Make a lock join with the shuttle thread to the base of the first ring. Do not pull the double-stitches of the chain close to the join. Instead, leave approximately 2/3 to3/4 of the length of the remaining chain that you need to do. You'll end up with the picture below. The bare thread will be the core thread for the double-stitches for the split chain.
Lock join to the beginning ring, forming the core thread of the other half of the split chain.
What we are going to do next is make the double-stitches from the other end of the chain and work backwards to meet the other half. Bring the shuttle thread up from under the bare thread and pass the shuttle through the loop.
Making the second half of the double stitch
At this point you must be thinking that you have made a mistake because what you have is a thread that is looping around and doesn't look like a double stitch at all. Don't worry, we are not done yet. Next, bring the shuttle thread down under the bare thread and slide the shuttle through the loop that is formed.
Making the first half of the double stitch
Pass the shuttle through
Loose form of the double stitch
First double stitch on the split chain formed.
Split chain done
This straightens out the twisted thread earlier to form the shape of a rather loose double-stitch.Tighten up the double-stitch by adjusting and pulling the thread. This completes the first double stitch of the split chain.
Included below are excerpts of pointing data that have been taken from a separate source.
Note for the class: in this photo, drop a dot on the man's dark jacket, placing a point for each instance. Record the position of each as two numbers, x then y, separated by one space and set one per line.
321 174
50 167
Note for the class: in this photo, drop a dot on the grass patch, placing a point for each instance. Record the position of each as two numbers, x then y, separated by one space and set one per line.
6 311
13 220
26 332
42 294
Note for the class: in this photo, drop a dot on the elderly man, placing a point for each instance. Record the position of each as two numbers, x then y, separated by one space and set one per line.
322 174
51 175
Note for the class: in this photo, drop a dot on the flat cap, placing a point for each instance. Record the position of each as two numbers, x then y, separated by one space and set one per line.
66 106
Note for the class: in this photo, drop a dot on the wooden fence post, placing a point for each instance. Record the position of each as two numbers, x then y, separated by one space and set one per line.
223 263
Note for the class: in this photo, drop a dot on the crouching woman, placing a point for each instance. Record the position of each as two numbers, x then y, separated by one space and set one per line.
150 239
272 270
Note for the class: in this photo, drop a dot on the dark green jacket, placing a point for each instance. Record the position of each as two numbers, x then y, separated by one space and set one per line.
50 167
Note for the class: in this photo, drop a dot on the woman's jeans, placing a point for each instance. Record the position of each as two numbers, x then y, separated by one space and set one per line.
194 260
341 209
Make five more double stitches by the same method and finally what we have is the completed chain (right) with the thread from the ball and the shuttle meeting at the centre.
With the thread in that position, you can start the next round by making the first ring, or a chain depending on the pattern that you are following. No need to cut the thread!
In my example here, it will be a split ring. Common sense says you'll need two shuttles to make a split ring as I had shown in an earlier tutorial. But, this time I had asked you to use a shuttle and ball! Don't worry, there is a way out of it.
Make the first half of the split ring with the shuttle R(3-3/..). Leave a small space from the chain when making the first double-stitch to form a mock picot.
Now, we are going to use the thread from the ball to make the other half of the split ring. If you are using a big ball of thread, I can see that it is going to be difficult to move the ball as a shuttle, and you may have to enlarge the loop of the ring to slide it through.
Now that you know how to make the split chain, there is another way. Right! The split chain way! Before you start, I suggest that you tie a rubber band (or something) round the ball to avoid excess thread coming off the ball.
With the first half of the split ring out of the way, make the first half of the double-stitch for the split chain by bringing the ball thread from under the core thread of the ring and over it to form a loop. Then pass the ball through this loop coming from under it.
You'll get a twisted first half of the double-stitch (right). Then, bring the ball thread down under the core thread and slide the ball through the loop that is formed, this time coming from the top. The thread round the ring loop will straighten it self out to form a loose double-stitch. Tighten it as you did earlier for the split chain. The first double-stitch for the split ring is done.
Complete the rest of the double-stitches and close the split ring.
Just a note:
Most patterns won't tell you where to make a split chain. Sometimes, the point where the pattern starts makes it unsuitable to use a split chain. My suggestion is that you study the pattern carefully before starting. A pattern with a chart or a clear picture of the design would be very useful. You may have to change the starting position of the pattern to be able to use the split chain to climb out into the next round.
For all the trouble, I think it is still useful to know this technique. Have fun trying.